Ningún familiar la visita porque, sostiene, “la mayoría ya murió y los demás ni
se acuerdan que sigo viva”. Por eso está feliz que estemos junto a ella y
queramos escuchar su historia de vida.
“Por fin alguien se
acuerda de esta vieja que ya no sirve para nada” –dice sonriendo amargamente.
“Habla todo en alemán. El castellano lo entiende; pero no sabe decir una sola
palabra en español” –la disculpa una de las enfermeras del lugar sin saber que
nos agrada conversar en alemán.
Refiere que nació
“cuando las colonias eran solamente calles de barro y casas de adobe. Mis
padres eran pobres. Por eso empecé a trabajar de sirvienta, cama adentro, como
se decía antes, a partir de los doce años. No fui a la escuela. No sé leer ni
escribir. En casa no había tiempo para eso. Todos teníamos que ayudar a mamá.

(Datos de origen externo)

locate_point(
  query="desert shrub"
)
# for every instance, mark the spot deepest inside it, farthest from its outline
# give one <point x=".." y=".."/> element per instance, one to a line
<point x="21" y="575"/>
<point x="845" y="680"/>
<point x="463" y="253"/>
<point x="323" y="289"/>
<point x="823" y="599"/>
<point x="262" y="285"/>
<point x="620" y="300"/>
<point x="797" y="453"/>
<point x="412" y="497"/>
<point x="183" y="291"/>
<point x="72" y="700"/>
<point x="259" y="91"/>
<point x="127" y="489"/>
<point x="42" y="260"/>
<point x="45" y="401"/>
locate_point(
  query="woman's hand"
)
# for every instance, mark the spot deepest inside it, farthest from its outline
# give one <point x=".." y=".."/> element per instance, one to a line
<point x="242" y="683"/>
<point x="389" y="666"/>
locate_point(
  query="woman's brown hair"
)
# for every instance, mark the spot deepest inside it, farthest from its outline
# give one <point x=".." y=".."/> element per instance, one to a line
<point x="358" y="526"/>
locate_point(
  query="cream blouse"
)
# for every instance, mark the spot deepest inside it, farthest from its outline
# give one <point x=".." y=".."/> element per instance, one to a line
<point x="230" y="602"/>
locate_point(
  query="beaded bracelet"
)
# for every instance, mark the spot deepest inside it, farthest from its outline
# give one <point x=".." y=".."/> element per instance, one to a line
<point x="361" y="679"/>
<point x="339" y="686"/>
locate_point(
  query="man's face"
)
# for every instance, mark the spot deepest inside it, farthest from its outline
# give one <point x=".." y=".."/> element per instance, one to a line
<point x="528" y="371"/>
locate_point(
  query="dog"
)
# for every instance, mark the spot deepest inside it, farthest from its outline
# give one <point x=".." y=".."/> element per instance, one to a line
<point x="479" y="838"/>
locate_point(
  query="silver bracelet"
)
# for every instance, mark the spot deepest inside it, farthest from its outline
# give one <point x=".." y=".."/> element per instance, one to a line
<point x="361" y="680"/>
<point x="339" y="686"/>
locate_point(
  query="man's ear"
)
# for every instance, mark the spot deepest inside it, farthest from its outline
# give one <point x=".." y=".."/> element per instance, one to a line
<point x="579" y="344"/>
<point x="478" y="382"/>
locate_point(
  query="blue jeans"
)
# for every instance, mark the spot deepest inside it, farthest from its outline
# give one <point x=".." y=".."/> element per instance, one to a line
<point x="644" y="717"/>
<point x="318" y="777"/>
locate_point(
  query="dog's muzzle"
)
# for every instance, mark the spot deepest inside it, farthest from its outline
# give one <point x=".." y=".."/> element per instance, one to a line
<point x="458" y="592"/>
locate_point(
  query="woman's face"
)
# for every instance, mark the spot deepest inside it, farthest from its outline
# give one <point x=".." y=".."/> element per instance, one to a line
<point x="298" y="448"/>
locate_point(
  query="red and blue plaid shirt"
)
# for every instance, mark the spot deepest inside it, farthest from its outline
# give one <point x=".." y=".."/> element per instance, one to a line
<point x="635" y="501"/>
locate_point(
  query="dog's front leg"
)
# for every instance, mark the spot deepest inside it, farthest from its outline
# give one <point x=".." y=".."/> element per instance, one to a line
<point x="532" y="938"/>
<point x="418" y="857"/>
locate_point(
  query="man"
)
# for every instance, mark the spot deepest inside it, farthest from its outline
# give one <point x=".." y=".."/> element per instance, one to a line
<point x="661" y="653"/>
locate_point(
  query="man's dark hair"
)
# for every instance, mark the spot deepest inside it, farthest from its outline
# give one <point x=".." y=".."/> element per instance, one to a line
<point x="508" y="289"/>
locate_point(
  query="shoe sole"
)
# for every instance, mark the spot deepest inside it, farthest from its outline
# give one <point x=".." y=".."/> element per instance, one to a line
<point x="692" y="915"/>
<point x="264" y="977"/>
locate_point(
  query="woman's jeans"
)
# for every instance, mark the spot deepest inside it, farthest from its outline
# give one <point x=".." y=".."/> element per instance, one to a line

Éramos nueve hermanos. Había que lavar la ropa, cocer, cocinar, regar la quinta
de verduras”.
Hace una pausa. Toma
aire. Descansa. Bebe un trago de agua. Está recostada en la cama. Confiesa que
se levanta muy poco durante el día. El cuerpo ya no soporta largas caminatas.
Tampoco puedo hacer nada. Solo descansar y dormir. Soy un estorbo para todos”.
Otra pausa. Una pausa
triste. Dolorosa. Sin consuelo para su mirada antes llena de luz y alegría.
“Mis padres me casaron
a los dieciséis años con un amigo de la familia. Un hombre bueno que me trató
siempre muy bien. Tuve once hijos. Nosotros también pasamos mucha pobreza y por
eso, y por la falta de trabajo que había en aquellos años, la mayoría de mis
hijos se marcharon de las colonias y nunca volvieron”.
Calla. La tristeza se
profundiza. Le cierra la garganta. Le atrapa las palabras. La ahoga. La
aproxima al llanto.
Cambia de tema. Habla
de sus años de juventud. De sus hijos cuando iban a la escuela. Rememora
travesuras. Cuenta detalles de la muerte de su marido. Se queja de la soledad
en que vive. De su vejez.
Nos mira y sonríe. Está
feliz porque la visitamos, porque la escuchamos, porque la comprendemos.
Le decimos que vamos a
regresar. Que la residencia donde está no queda tan lejos de las colonias, como
ella supone. Los ojos se le iluminan. Nace una esperanza. Una llama de luz comienza
a surgir en su corazón. Una llama que, sin embargo, se apagó para siempre una
semana después, con una sonrisa en los labios. Murió con la satisfacción de
saber que le importaba a alguien y que alguien la iba a llorar y que su
historia va a quedar escrita eternamente en la memoria de este periódico.